Sur Stretch paru en 1973 se niche l’une des huitièmes merveilles du monde : une reprise d’«A Woman Left Lonely», l’un des hits de Dan Penn. Scott entre dans cette chanson comme s’il entrait dans un jardin magique. S’ensuit un «No Easy Way Down» extrêmement chanté. Scott plie la chanson à sa volonté. C’est signé Goffin & King et donc imparable. On ne peut se lasser d’un chanteur comme Scott Walker. Il tape aussi dans le fameux «That’s How I Got To Memphis» dans lequel tout le monde a tapé, Lee Hazlewood, Schmoll, Solomon Burke et les autres. Même Sid Selvidge sur I Should Be Blue. Par contre ses hommages à Mickey Newbury («Sunshine» et «Frisco Depot») ou Randy Newman («Just One Smile») retombent une fois de plus comme des soufflés. Mauvaises pioches. Par contre, les Box Tops savaient taper dans les chansons de Mickey Newbury («Weeping Analeah» et «Good Morning Dear» sur Cry Like A Baby). Rien n’est plus difficile que de choisir des chansons, lorsqu’on est interprète. C’est la raison pour laquelle Chips Moman et Jerry Wexler mâchaient le boulot des gens qu’ils recevaient en studio. En B, Scott rend hommage à Jimmy Webb en reprenant son «When Does Brown Begin». Il transforme cette romance en gros balladif de rêve. Il réussit à prendre son envol - Lord where does this brown begin - Dommage qu’il n’ait pas choisi «MacArthur Park». On se serait régalé.

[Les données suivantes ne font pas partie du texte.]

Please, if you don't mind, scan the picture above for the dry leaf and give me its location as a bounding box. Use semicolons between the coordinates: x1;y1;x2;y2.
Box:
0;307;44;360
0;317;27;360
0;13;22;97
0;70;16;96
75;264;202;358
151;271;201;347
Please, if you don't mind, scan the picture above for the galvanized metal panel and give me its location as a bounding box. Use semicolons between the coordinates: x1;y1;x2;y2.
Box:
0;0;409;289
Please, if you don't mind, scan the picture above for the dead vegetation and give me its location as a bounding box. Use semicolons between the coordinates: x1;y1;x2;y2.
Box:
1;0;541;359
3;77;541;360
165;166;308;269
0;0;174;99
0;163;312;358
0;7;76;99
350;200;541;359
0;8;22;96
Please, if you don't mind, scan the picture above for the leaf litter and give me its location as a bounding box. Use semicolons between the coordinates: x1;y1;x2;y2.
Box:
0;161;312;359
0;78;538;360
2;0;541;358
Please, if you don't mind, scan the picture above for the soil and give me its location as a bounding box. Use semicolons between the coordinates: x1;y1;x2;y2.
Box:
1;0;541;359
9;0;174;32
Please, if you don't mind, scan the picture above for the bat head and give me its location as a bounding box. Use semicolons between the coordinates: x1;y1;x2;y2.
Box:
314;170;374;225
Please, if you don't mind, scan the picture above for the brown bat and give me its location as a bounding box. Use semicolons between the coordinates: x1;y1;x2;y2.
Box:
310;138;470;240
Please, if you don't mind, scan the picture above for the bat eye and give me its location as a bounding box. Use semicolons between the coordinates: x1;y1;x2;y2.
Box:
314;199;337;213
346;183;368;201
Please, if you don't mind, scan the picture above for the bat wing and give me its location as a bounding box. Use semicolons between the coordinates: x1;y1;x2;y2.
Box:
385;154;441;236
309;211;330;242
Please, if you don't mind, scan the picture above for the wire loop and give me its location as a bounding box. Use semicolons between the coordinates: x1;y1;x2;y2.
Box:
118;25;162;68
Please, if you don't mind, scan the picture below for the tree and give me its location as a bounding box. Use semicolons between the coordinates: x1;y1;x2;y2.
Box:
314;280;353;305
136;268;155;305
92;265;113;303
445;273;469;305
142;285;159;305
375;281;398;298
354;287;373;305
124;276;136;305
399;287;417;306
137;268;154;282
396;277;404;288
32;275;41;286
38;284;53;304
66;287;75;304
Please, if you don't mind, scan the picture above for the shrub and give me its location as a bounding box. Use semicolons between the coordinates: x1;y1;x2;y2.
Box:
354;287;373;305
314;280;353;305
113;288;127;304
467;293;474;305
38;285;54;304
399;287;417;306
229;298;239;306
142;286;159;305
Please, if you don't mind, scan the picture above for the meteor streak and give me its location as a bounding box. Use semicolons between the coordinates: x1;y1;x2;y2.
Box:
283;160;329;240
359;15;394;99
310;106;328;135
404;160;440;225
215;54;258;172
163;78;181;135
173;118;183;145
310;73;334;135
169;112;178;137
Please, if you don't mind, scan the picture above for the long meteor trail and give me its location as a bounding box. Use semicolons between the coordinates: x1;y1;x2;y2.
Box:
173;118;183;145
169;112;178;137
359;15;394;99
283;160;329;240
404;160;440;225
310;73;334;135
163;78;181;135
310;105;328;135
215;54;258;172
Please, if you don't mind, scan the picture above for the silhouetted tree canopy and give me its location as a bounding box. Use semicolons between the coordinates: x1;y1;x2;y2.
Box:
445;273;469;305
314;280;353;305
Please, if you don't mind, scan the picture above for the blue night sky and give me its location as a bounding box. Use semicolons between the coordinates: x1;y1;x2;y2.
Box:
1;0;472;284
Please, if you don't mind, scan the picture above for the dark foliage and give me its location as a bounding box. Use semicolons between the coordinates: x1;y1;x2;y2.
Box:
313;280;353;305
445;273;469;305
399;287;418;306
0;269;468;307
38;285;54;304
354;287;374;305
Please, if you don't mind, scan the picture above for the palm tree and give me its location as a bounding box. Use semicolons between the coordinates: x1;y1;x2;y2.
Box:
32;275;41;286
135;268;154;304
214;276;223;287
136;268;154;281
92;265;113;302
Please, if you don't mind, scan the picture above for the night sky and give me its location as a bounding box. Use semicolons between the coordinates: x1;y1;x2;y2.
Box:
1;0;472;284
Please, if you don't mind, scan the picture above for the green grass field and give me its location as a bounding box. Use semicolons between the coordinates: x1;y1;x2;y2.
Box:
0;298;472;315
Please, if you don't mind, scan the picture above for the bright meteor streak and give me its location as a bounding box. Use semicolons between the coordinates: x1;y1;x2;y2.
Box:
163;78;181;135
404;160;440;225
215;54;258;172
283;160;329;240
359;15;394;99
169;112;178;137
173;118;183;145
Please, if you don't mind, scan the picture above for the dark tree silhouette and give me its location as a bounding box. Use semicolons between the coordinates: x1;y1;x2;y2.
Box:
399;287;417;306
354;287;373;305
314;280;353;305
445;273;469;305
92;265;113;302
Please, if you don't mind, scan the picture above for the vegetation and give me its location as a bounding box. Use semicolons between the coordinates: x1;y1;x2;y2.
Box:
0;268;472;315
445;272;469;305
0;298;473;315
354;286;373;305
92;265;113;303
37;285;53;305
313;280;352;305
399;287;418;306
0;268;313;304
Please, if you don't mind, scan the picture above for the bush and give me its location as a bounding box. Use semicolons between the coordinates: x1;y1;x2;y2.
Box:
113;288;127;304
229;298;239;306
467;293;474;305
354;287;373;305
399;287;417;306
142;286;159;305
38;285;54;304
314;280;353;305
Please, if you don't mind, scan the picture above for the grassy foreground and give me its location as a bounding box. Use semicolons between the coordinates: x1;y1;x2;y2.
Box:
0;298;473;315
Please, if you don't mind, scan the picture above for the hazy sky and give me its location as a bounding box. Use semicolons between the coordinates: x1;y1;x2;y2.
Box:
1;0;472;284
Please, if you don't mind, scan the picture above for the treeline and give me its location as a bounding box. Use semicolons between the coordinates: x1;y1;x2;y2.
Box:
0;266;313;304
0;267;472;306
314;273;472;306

Les albums de Scott Walker se suivent et se ressemblent. Any Day Now paraît la même année que Stretch et joue son rôle d’huître puisqu’on y trouve une perle. Une, pas deux. Il s’agit du «When You Get Right Down To It» de Barry Mann. Scott Walker se balade dans la classe du son américain. Il y injecte toute la splendeur interprétative dont il est capable. C’est là que le génie de Scott Walker prend toute son ampleur. Avec cette admirable légèreté de l’être qui tient plus de Gatsby que de Kundera. Faramineux shoot de shake. Il démarre son bal d’A avec un morceau titre signé Burt, mais ce n’est pas le meilleur Burt. Scott Walker choisit toujours les chansons difficiles. Il enchaîne avec Jimmy Webb et «All My Love’s Daughter», une compo ambitieuse qui ne marche pas non plus. Il tape dans les meilleurs auteurs et choisit toujours les cuts les moins accessibles. C’est une manie. Il faut le voir entrer dans ce joli balladif extraordinaire qu’est «Do I Love You» et dégager soudainement le ciel. L’homme est puissant, doué de souffle. Il s’élève bien au dessus de la pop et de tout le tintouin, secoué par de violentes tornades de violons. En B, il tente le «Ain’t No Sunshine» de Bill Whiters qui ne marche pas et dans «The Me I Never Know», il presse bien la poire de la discordance pour créer la sensation. Comme il aime bien Jimmy Webb, il tente le coup avec «If Ships Are Made To Sail» et termine avec «We Could Be Flying» bien embarqué au groove de jazz et au trumpet drive. C’est jazzé dans l’âme, on est dans Michel Colombier, ce diable de Scott a le bec fin.

Paru l’année suivante, We Had It All est un album country. Scott s’est acheté un jean et un âne. Le morceau titre est une compo de Donnie Fritts assez pure au plan mélodique. Scott s’y élève comme une libellule dans l’air parfumé d’une belle chanson d’été. Autre chose : Scott adore Billy Joe Shaver. Il reprend quatre de ses cuts sur cet album. C’est de la country pure et dure avec des histoires à la clé et du clinquant de pedal steel en veux-tu-en-voilà. Dire que des gens vont aller payer des fortunes pour cet album qui par con côté country devient atrocement banal. Trop country pour être honnête, dit-on. Au fond Scott Walker est un homme extrêmement austère. Il ne choisit jamais les chansons d’abord facile. Plus c’est âpre et plus ça l’intéresse. Alors évidemment, les fans s’ennuient un peu. Il adore les mélopifs paumés au coin des bois. Mais il finit toujours par soûler la compagnie. Il va même taper dans Gordon Lightfoot qu’on a jamais pu schmoquer. Scott tente d’imposer sa conception du beau avec cette reprise de «Sundown», mais c’est âpre. On s’éloigne de la rive.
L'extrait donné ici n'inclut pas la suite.